Dear all
I have given the 'webteam' account rights on the files.squeak.org files so that the webteam can update things there during the release process. In this course, I have moved the files for files.squeak.org out of the box2 chroot environment to the proper box4 environment.
Here's the transcript of actions (from ~root/admin-log.txt)
Best regards -Tobias
Make the webteam able to access the files... files 1. Move files from the zombie-box to the real one. Find out whether we have to worry about user name aliasing.
root@squeak-box4:~# find /srv/box2/var/www/files/ -exec stat -c %g {} + | sort | uniq| while read uid ; do chroot /srv/box2 /usr/bin/getent group $uid; done root:x:0: etoys:x:1002: website:x:1004: exupery:x:1011: debian:x:1014: updates:x:1015: hydravm:x:1020: chriscunnington:x:1029:
root@squeak-box4:~# find /srv/box2/var/www/files/ -exec stat -c %g {} + | sort | uniq| while read uid ; do chroot /srv/box2 /usr/bin/getent group $uid; done | cut -d: -f1 | while read ngid; do getent group $ngid; done root:x:0: website:x:1010:webteam chriscunnington:x:1002:
Ok, save for chris, none of the old users exists, were obviously not able to login for years and are obsolete. So its safe to not care and push everything to website. These are the 'root' files:
root@squeak-box4:~# find /srv/box2/var/www/files/ -user 0 /srv/box2/var/www/files/3.10/.tmp/Squeak3.10-7159-basic.image /srv/box2/var/www/files/3.10/.tmp/Squeak3.10-7159-basic.changes /srv/box2/var/www/files/4.2/4.3 /srv/box2/var/www/files/4.0/unix-linux/SqueakV40.sources.gz /srv/box2/var/www/files/4.0/SqueakV40.sources.gz
These are obviously root-owned in error.

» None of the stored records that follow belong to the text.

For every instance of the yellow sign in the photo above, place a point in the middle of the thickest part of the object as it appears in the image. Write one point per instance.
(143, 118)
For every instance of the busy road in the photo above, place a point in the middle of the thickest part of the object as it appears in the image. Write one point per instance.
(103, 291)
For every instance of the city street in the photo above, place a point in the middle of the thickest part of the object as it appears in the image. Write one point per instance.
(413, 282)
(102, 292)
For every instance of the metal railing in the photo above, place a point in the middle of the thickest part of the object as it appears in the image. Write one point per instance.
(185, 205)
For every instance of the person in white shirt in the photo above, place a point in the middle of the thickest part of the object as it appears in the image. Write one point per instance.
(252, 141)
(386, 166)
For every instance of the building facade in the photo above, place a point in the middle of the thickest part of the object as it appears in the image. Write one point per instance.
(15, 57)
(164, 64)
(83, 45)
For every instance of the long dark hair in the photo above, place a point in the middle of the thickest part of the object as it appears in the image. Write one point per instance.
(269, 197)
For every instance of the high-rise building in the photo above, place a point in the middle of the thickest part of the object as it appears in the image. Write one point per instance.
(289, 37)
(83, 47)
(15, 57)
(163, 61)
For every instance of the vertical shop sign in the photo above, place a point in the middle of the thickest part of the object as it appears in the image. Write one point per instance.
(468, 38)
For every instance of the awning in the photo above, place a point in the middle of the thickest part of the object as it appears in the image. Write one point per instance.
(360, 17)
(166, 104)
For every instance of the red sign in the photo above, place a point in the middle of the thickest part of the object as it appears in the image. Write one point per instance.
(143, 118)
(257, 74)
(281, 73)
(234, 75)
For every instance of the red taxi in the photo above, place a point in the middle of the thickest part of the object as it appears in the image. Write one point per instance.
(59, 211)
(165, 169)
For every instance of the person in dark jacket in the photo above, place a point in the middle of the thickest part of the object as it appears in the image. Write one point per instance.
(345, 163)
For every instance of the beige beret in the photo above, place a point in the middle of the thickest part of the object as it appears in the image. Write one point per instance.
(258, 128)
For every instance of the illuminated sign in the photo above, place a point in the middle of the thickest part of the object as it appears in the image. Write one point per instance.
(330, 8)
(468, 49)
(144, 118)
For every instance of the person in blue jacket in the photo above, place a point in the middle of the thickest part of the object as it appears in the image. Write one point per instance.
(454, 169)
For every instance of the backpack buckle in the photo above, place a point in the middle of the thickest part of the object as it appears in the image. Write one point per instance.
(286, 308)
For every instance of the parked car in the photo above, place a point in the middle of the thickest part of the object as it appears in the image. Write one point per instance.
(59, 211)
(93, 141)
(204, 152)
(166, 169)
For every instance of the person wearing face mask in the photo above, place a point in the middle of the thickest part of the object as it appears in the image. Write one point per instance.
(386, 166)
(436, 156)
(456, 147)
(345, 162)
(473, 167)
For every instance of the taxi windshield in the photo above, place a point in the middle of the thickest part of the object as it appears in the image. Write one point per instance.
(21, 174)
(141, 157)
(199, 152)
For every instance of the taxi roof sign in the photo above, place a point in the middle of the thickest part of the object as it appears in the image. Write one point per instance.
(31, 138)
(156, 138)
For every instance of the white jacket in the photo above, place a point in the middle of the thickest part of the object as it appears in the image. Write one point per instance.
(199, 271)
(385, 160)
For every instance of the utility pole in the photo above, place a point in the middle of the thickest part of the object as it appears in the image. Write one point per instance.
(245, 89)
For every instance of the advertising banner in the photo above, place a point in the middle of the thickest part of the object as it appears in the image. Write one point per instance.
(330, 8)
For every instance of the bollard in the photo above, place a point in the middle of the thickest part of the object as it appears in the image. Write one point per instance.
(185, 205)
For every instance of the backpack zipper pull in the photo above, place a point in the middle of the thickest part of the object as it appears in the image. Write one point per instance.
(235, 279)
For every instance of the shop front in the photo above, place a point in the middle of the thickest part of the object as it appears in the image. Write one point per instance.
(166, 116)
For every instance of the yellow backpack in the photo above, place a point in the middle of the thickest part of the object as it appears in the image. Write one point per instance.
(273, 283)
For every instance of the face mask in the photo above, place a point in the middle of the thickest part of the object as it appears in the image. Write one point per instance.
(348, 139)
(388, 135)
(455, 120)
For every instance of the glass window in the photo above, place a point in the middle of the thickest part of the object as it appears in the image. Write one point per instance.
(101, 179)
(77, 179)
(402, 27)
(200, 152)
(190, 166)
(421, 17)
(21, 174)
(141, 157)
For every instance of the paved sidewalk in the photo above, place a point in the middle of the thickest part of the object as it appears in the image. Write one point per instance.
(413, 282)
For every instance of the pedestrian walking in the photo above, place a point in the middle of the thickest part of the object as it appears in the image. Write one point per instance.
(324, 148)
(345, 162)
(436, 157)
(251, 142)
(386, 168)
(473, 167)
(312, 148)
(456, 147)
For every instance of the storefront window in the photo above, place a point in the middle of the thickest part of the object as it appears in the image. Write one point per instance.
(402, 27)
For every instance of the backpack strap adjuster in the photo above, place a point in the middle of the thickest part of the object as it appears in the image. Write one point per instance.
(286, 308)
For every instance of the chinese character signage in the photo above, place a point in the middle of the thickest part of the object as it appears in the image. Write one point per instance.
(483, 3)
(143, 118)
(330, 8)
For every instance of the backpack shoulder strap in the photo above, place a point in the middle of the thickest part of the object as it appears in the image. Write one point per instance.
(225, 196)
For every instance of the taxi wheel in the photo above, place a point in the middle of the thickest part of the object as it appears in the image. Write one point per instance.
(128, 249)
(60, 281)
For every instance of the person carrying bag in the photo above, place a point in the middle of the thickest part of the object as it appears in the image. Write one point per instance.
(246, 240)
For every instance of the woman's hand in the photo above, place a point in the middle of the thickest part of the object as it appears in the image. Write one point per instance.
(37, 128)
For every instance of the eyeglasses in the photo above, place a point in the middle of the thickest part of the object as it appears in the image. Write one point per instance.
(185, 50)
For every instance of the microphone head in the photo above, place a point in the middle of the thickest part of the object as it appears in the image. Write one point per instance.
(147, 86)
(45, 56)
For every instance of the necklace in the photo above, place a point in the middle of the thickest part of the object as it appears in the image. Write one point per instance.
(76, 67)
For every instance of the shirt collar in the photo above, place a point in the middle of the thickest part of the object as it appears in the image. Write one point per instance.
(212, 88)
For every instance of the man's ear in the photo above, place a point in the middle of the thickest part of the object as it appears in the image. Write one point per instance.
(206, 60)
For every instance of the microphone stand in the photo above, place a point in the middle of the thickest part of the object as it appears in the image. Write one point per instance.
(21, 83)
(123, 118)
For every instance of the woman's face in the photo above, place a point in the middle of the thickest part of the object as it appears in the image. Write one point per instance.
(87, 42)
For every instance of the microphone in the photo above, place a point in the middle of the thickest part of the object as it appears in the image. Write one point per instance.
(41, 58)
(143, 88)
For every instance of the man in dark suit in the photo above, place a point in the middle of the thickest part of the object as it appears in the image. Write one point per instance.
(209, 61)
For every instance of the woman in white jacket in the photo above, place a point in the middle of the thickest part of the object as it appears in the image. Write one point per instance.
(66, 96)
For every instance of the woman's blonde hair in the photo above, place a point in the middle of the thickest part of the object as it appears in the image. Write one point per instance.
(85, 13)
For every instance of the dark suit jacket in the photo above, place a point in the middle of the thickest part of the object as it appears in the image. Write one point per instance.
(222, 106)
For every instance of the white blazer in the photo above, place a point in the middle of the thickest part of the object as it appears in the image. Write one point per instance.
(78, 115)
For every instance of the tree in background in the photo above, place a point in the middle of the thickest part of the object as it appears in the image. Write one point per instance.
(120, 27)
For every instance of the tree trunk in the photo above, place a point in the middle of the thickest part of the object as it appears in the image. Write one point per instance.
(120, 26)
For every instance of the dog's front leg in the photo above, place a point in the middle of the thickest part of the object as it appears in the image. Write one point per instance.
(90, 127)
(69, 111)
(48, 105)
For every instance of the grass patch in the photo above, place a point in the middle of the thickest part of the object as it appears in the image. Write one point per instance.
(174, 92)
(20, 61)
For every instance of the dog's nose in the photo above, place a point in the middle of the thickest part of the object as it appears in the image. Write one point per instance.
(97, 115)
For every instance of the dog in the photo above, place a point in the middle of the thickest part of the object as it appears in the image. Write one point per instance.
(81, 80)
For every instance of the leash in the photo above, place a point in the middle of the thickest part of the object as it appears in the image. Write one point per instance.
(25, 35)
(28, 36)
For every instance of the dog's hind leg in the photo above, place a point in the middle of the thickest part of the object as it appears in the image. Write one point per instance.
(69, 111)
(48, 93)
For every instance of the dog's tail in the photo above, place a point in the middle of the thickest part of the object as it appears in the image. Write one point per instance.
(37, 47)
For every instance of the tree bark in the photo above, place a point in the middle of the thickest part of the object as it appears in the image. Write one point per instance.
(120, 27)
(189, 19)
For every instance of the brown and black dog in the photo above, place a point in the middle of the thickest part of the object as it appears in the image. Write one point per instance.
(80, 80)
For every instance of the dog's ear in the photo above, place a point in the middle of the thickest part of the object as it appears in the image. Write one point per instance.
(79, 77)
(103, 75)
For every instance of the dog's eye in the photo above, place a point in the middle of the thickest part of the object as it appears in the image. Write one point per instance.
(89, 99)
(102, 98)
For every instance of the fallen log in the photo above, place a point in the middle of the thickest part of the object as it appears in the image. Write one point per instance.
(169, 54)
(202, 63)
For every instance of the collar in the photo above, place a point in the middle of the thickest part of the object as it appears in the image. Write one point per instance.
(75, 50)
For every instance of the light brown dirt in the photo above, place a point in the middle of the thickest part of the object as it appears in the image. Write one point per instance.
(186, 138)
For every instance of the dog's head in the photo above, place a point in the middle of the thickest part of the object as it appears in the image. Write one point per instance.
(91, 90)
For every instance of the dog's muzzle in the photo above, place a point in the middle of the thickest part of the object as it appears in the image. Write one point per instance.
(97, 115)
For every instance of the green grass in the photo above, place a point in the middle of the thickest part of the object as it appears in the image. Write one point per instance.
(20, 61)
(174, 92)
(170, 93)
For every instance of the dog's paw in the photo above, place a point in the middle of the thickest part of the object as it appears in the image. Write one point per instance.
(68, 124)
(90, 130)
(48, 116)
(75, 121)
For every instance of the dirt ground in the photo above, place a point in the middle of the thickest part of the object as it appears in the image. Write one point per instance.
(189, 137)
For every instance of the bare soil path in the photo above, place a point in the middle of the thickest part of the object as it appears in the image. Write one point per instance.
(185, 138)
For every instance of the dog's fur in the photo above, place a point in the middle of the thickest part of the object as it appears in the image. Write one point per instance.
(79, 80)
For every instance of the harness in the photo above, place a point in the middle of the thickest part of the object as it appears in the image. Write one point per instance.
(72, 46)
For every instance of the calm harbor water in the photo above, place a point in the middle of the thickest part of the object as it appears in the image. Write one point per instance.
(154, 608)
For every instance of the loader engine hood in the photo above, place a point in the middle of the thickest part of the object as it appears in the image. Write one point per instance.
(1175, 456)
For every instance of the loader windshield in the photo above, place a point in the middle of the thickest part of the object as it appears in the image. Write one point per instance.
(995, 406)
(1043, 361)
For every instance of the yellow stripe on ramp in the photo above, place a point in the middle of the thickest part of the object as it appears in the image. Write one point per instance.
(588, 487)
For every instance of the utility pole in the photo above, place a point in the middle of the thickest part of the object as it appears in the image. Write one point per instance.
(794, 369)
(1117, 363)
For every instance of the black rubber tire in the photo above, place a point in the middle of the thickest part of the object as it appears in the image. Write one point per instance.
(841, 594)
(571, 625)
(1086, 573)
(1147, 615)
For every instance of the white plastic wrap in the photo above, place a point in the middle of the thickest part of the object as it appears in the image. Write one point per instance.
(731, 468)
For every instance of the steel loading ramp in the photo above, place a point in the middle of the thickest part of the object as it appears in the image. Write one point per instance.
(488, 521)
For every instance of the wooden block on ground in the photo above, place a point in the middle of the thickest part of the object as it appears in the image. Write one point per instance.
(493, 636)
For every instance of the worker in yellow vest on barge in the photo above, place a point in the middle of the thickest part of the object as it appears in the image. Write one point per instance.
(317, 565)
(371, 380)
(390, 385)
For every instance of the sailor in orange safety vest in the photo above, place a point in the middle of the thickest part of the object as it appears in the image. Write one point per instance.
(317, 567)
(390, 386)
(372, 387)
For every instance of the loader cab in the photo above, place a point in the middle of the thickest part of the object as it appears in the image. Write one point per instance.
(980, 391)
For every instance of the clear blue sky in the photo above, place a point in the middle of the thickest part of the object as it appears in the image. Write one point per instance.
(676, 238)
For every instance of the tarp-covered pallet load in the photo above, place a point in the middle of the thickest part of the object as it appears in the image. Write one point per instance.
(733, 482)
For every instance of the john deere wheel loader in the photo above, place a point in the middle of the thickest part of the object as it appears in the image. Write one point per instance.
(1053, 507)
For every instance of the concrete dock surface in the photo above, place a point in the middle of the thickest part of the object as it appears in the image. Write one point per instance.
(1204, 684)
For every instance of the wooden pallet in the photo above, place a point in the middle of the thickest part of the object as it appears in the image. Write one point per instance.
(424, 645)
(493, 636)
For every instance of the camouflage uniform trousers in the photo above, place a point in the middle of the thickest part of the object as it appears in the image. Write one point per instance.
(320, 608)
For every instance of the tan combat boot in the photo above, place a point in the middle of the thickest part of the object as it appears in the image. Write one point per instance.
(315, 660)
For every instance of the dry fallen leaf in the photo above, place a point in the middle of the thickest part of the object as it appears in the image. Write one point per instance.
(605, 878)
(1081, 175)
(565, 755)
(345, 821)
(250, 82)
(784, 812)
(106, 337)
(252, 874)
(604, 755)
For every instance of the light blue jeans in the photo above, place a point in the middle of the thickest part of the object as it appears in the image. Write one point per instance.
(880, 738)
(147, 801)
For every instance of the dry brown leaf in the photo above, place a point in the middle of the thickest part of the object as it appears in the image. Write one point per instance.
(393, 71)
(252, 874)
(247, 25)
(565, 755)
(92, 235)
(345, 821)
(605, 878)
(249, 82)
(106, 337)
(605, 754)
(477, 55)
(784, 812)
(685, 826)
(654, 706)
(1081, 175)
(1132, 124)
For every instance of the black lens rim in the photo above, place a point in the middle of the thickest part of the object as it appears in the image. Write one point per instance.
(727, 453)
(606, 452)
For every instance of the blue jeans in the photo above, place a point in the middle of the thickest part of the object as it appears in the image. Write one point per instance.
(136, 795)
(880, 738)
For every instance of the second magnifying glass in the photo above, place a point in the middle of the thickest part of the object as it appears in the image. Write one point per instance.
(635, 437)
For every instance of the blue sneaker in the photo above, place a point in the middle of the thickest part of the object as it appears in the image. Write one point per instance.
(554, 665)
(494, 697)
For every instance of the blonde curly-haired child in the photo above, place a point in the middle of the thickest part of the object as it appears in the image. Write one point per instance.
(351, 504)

Hence, all files will now be owned by 'website'
root@squeak-box4:~# mv /srv/box2/var/www/files /var/www/files.squeak.org root@squeak-box4:~# chown -R website:website /var/www/files.squeak.org root@squeak-box4:~# find /var/www/files.squeak.org -exec stat -c %U {} + | sort | uniq website
See whether some absolute links need to be fixed:
# find /var/www/files.squeak.org -type l -ls | grep ' -> /' 791939 0 lrwxrwxrwx 1 website website 52 Apr 12 2008 /var/www/files.squeak.org/3.10alpha/win/SqueakVM-Win32-3.10.6-bin.zip -> /var/www/files/3.9/win/SqueakVM-Win32-3.10.6-bin.zip 791936 0 lrwxrwxrwx 1 website website 39 Apr 12 2008 /var/www/files.squeak.org/3.10alpha/SqueakV39.sources.gz -> /var/www/files/3.9/SqueakV39.sources.gz 791895 0 lrwxrwxrwx 1 website website 52 May 9 2008 /var/www/files.squeak.org/3.10/win/SqueakVM-Win32-3.10.6-bin.zip -> /var/www/files/3.9/win/SqueakVM-Win32-3.10.6-bin.zip 791892 0 lrwxrwxrwx 1 website website 39 May 9 2008 /var/www/files.squeak.org/3.10/SqueakV39.sources.gz -> /var/www/files/3.9/SqueakV39.sources.gz
Yes. I fixed them manually Now adapt nginx:
root@squeak-box4:~# vi /etc/nginx/sites-available/files.squeak.org.conf # /srv/box2/var/www/files -> /var/www/files.squeak.org
And reload it
root@squeak-box4:~# invoke-rc.d nginx reload [ ok ] Reloading nginx: nginx.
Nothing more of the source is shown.